Thursday, April 2, 2015

Life Itself (2014) * * *

Life Itself Movie Review

Directed by:  Steve James

Roger Ebert died on April 4, 2013 after a long battle with cancer.    I read his column religiously after first becoming acquainted with his writing in the early 1990's.    Before that, he was one half of Siskel & Ebert, the Chicago movie critic duo who brought "two thumbs up" and "two thumbs down" to the lexicon.   Ebert allowed me to view movie criticism as an art form.  I wrote a tribute to him on this blog the day following his death two years ago.  Most of what I said still holds true today.   I never met him, but I miss him.  

Life Itself, directed by Steve James, whose Hoop Dreams was championed by Siskel and Ebert twenty years ago.    When Hoop Dreams was not nominated for an Academy Award for Best Documentary Feature, Ebert was especially upset.    He criticized the nomination system relentlessly, so much so that AMPAS changed its nomination policies the following year.    James was handpicked by Ebert to direct the documentary based on his best-selling memoir.     The documentary has its flaws, but it ultimately provides fresh insight into the life and death of Roger Ebert.   

The film opens with Roger spending Christmas 2012 in a Chicago hospital.    His jaw was removed years earlier after a series of failed operations, rendering him unable to speak.   A prosthetic jaw was surgically added to make it appear Ebert had a mouth (and a permanent smile), but it was strictly for aesthetic purposes.    He consumed all of his meals intravenously.     The winter of 2012-2013 proved especially difficult for Ebert and his family.    He believed until the last weeks before his death that he would writing for a long time to come.    A sad interview with Chaz (while Roger sits beside her) reveals that the couple may not have anymore fight left in them for another go-round with cancer.    Nonetheless, his last written piece, published the day before his death, was called "A Leave Of Presence", in which Ebert discussed his plans for the future.    One day later, he was gone.    His last review of a Terence Malick film titled "To The Wonder" was published soon after.    He gave the film three and a half stars.  

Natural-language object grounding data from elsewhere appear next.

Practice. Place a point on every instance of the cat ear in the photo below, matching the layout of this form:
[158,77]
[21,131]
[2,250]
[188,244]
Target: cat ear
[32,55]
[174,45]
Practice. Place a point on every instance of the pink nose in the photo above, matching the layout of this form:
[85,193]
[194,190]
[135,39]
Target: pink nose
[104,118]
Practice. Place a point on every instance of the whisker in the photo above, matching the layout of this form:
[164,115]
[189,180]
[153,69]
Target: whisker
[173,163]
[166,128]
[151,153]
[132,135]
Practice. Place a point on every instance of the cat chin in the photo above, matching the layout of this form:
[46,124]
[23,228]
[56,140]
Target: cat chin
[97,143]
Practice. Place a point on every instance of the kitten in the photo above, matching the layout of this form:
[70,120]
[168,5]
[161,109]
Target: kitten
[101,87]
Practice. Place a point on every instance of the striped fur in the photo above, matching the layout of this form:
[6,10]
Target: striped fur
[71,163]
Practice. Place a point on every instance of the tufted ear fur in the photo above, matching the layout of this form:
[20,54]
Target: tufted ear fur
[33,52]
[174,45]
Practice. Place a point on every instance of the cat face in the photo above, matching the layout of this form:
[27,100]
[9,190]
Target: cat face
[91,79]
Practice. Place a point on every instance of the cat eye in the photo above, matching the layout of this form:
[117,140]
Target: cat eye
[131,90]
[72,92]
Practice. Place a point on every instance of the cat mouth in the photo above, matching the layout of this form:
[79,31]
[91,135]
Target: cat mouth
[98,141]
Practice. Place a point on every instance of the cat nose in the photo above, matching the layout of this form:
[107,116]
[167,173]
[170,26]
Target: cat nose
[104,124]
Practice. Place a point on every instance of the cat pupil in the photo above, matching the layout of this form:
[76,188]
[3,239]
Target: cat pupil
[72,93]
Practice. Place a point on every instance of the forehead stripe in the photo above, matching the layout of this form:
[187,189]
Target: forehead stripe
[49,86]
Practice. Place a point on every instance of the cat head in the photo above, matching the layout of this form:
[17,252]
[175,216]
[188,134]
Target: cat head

Life Itself is at its most fascinating when it depicts Roger's fight against cancer.    We see the toll it takes on him physically and his family emotionally, but he had a lot of fight.    The skies of Chicago are gray a lot of the time, which adds to the somber mood.     We know the outcome.  Even Roger may know what eventually lies ahead.   The film pulls no punches in its depiction of Ebert.    We see him as the loving husband and stepfather, passionate film critic, champion of independent films and filmmakers, and as a bachelor in the 1970's who would drink heavily at the local bar and stumble home repeatedly.    Roger's drinking ceased in 1979 and was in recovery for the rest of his life.     Oh, and he wasn't above bringing around prostitutes to parties.   

There is plenty of time devoted to Ebert's complicated relationship with his onscreen partner Gene Siskel, who himself died of brain cancer in 1999.    They were crosstown newspaper rival critics who meshed well on PBS Sneak Previews in the late 1970's.    Their mutual disdain and then grudging respect was evident and palpable, especially when they disagreed about a movie.    They soon formed their own show in syndication, which made them household names and celebrities in their own right.    Their relationship grew and softened somewhat, but never entirely.    They loved each other, but would take great pains to conceal it.    Siskel was 53 when he died, without fulling divulging the nature of his dire health to anyone except his wife and children.     I recall feeling a great sense of loss when Siskel died, although not quite with the intensity I felt when Ebert died.    Ebert himself carried on the show with guest critics and eventually permanent co-host Richard Roeper until 2006.  Roeper is not interviewed in the film, which is a disappointment.    

We see Ebert's wedding to Chaz, a Chicago lawyer, in 1992.    They married when Roger was fifty.   Why did Roger wait so long to get married?     He said he didn't want to marry while his mother was still alive, although his relationship with his parents is only partially covered here, so we don't feel the full impact of his relationship with them.    He was the only child of Irish-Catholic parents.   

Life Itself isn't perfect, but it is a humanizing portrait of a Chicago Sun Times movie critic who transcended his role into becoming a worldwide media celebrity in his own right.    He is the first film critic to win a Pulitzer prize and rose film criticism to an art form.    In my opinion, he is the standard of film criticism and will never be duplicated.     I try in my own way, but if I think I can write as well as him, then I am just kidding myself.    He loved the movies, even the ones he hated, and his writing reflected that in a way that wasn't done before or since.